Was soll das Einkommen für einen Einfluss auf ein Virus haben? Es geht hier doch nicht über selbst hinzugefügte Krankheiten wie Fettleibigkeit oder Raucherlunge.
Der schwedische Weg geht primär auf die Kosten der Älteren, weil diese früher und heute nicht gesondert geschützt werden. Doch andererseits geht es den Älteren dadurch psychologisch besser. Wenn ich in deutsche Altenheime schaue, sehe ich den einsamen Tod durch die Flure laufen.
"bestellt beim Fast Food um die Ecke"
Und zwei Sätze zuvor noch von prekären Beschäftigungsverhältnissen schwafeln.

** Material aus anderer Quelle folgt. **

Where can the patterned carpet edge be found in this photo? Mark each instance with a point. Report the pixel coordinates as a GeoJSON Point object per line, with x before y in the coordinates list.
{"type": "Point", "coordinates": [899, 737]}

Wo doch eigentlich bekannt sein sollte, dass selber kochen die günstigste Variante wäre.
skipp39
@tomás zerolo "Mich würde vor allem eins interessieren: wie verändert sich die Todeszahl-Verteilung über das verfügbare Einkommen im "Systemvergleich"."
Dann recherchiere das mal und poste das Ergebnis. Wir werden wahrscheinlich alle überrascht sein, wie gut die Schweden abgeschnitten haben..
TTT
"Ach, Schweden! Ruf ich, Schweden, alter Freund! In dir, da fühle ich mich wohl
Bei Tanz, Gesang und Alkohol - Du bist so gar nicht eingezäunt
Ach, Schweden, komm und gib mir deine Hand, oh du beneidenswertes Land
Wo ich damals den Punk erfand - Du bist so anders, so entspannt."
"Ach, Schweden, alte Hütte, altes Pferd - Warum hast du dich nicht vermehrt?
Auf dass die ganze Welt erfährt: Zwei Schweden wären nicht verkehrt
Kann denn nicht jedes Land wie Schweden sein?"